Claude vs ChatGPT for production agents — what actually breaks

We've shipped agents on both for paying clients across the last 18 months. Both work. Both fail. Where each one fails first matters more than the benchmark scores.

READ · 11 MIN UPDATED · 2026-04-08 STACK · CLAUDE 4.6 · GPT-5.5

The setup

"Agent" here means: a model that calls tools (functions, APIs, code interpreters), reads the results, decides what to do next, and either continues or returns. We're not talking about chat with retrieval bolted on; we're talking about loops that can take 10-50 model turns to complete a single user task.

Across our client work, we've shipped agents in this shape on both Claude and ChatGPT. Both models are good enough to be the brain. Failure modes diverge under load, though, and the divergence tells you a lot about which one to pick.

Where Claude breaks first

Over-caution refusals on benign tasks. Claude will occasionally refuse or hedge on a tool call that touches anything it pattern-matches as sensitive — even if the user context makes the task obviously fine. The frequency has dropped a lot since Sonnet 4.x, but not to zero. Our workaround: explicit user-context framing in the system prompt and a one-shot example showing the model what the right behaviour is. This solves 90%+ of cases.

Rate limits at peak. Anthropic's frontier-tier capacity tightens during US business hours. Bursty agents hit it. Mitigation: prompt cache aggressively (drops effective rate by 5-10x on input-heavy turns), and have a fallback provider — we route to Bedrock or Vertex when the direct API throttles.

Long agentic loops can stall on a sub-step. Claude sometimes asks the user a clarifying question instead of taking a reasonable default. This is usually the right behaviour but not always — for fully autonomous agents, you sometimes need to nudge the system prompt to "if uncertain, pick the most reasonable interpretation and continue."

Where ChatGPT breaks first

Schema drift. GPT models are less disciplined about sticking to a declared JSON schema than Claude. We've seen extra keys appear, types change, optional fields go missing. Our workaround: strict schema validation on every output, with a single retry loop on validation failure. This is fine but it's overhead Claude rarely needs.

Model deprecations.
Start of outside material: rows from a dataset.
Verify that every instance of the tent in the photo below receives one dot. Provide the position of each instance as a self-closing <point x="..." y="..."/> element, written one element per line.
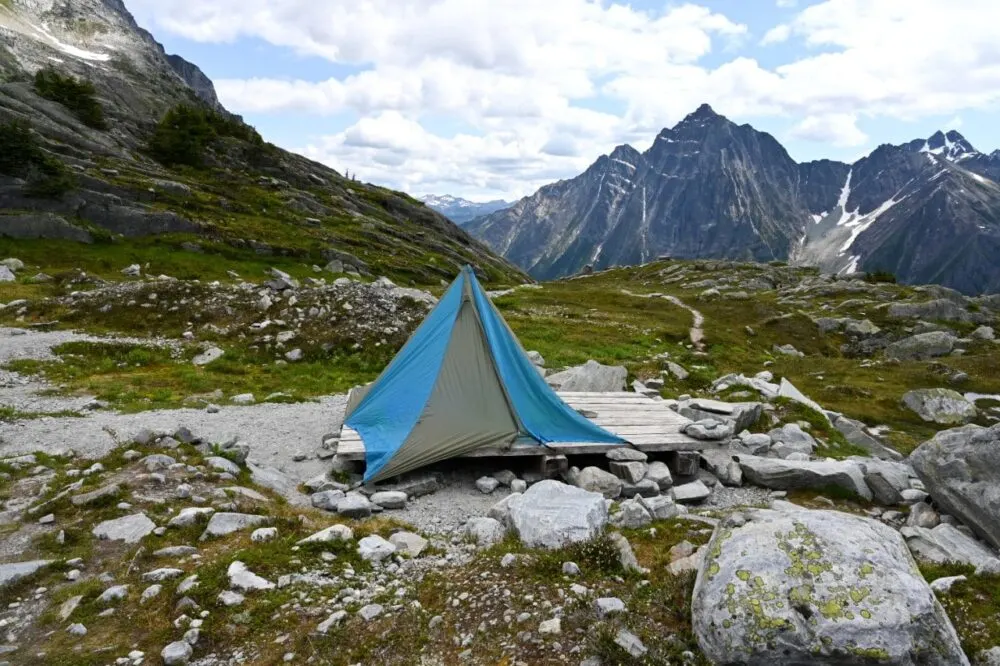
<point x="460" y="383"/>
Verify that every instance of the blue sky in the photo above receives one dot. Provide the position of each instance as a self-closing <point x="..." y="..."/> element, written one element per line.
<point x="487" y="99"/>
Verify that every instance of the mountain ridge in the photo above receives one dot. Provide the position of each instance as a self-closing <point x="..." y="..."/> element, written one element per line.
<point x="461" y="211"/>
<point x="709" y="188"/>
<point x="247" y="198"/>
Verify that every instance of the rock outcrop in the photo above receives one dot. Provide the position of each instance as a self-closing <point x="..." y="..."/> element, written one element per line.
<point x="812" y="587"/>
<point x="961" y="470"/>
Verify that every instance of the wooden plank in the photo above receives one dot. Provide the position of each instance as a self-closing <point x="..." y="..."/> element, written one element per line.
<point x="632" y="400"/>
<point x="612" y="421"/>
<point x="599" y="394"/>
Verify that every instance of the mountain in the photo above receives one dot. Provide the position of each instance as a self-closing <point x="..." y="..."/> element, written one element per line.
<point x="459" y="210"/>
<point x="119" y="142"/>
<point x="927" y="211"/>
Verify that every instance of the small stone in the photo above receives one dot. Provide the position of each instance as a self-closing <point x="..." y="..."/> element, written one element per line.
<point x="229" y="598"/>
<point x="487" y="484"/>
<point x="606" y="606"/>
<point x="370" y="612"/>
<point x="177" y="653"/>
<point x="264" y="534"/>
<point x="550" y="627"/>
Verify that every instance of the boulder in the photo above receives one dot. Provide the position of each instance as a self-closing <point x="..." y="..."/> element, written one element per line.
<point x="942" y="406"/>
<point x="389" y="499"/>
<point x="597" y="480"/>
<point x="662" y="507"/>
<point x="960" y="468"/>
<point x="817" y="587"/>
<point x="330" y="534"/>
<point x="408" y="543"/>
<point x="224" y="523"/>
<point x="15" y="571"/>
<point x="861" y="329"/>
<point x="791" y="438"/>
<point x="211" y="354"/>
<point x="241" y="578"/>
<point x="741" y="415"/>
<point x="354" y="505"/>
<point x="374" y="548"/>
<point x="709" y="430"/>
<point x="789" y="474"/>
<point x="947" y="543"/>
<point x="922" y="346"/>
<point x="551" y="514"/>
<point x="631" y="514"/>
<point x="720" y="463"/>
<point x="886" y="479"/>
<point x="591" y="376"/>
<point x="223" y="465"/>
<point x="696" y="491"/>
<point x="940" y="309"/>
<point x="130" y="529"/>
<point x="788" y="390"/>
<point x="501" y="510"/>
<point x="631" y="471"/>
<point x="855" y="433"/>
<point x="659" y="473"/>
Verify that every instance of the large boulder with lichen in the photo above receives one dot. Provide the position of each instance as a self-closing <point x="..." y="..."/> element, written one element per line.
<point x="961" y="470"/>
<point x="817" y="587"/>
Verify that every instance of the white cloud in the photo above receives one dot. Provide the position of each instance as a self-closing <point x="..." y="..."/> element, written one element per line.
<point x="528" y="80"/>
<point x="839" y="129"/>
<point x="777" y="34"/>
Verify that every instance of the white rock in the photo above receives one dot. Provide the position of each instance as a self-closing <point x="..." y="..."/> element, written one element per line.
<point x="829" y="584"/>
<point x="176" y="653"/>
<point x="551" y="514"/>
<point x="333" y="533"/>
<point x="242" y="578"/>
<point x="374" y="548"/>
<point x="264" y="534"/>
<point x="485" y="532"/>
<point x="130" y="529"/>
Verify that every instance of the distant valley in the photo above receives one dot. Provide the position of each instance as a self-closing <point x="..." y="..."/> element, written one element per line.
<point x="462" y="211"/>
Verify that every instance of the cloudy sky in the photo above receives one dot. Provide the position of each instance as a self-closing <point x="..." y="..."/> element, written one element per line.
<point x="493" y="98"/>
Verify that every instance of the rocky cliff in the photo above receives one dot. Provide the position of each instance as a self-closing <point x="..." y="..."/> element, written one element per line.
<point x="709" y="188"/>
<point x="247" y="196"/>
OpenAI ships fast, deprecates fast. We've had to migrate production code three times in 18 months. Each migration was minor in isolation; the cumulative engineering tax is real. Anthropic's deprecation cadence is slower and more predictable.

Tool-call hallucination. GPT-5.5 occasionally invents tool parameters or calls tools that don't exist in the provided schema. Our agents handle this by silently dropping invalid calls and re-prompting, but it adds latency and shows up in our error rates as a specific class of bug we don't see on Claude.

What this means for picking

For agents that have to be reliable in tool use — anything calling real APIs, anything writing to a database, anything in customer production — we default to Claude. The fewer schema errors and cleaner refusal-instead-of-confabulation behaviour pays for itself in fewer 3am pages.

For agents where ecosystem breadth matters more than tool reliability — a research assistant that should access many third-party services, a consumer-facing agent that benefits from OpenAI's plugin ecosystem — ChatGPT is often the right call.

A specific note on cost: don't pick on per-token price alone. Claude Sonnet at $3/$15 is more expensive than GPT-5.5 at $5/$30 only at the surface — once you factor in fewer retries, fewer schema-validation loops, and fewer human-in-the-loop escalations from confused tool calls, Claude usually wins on net for tool-heavy workloads.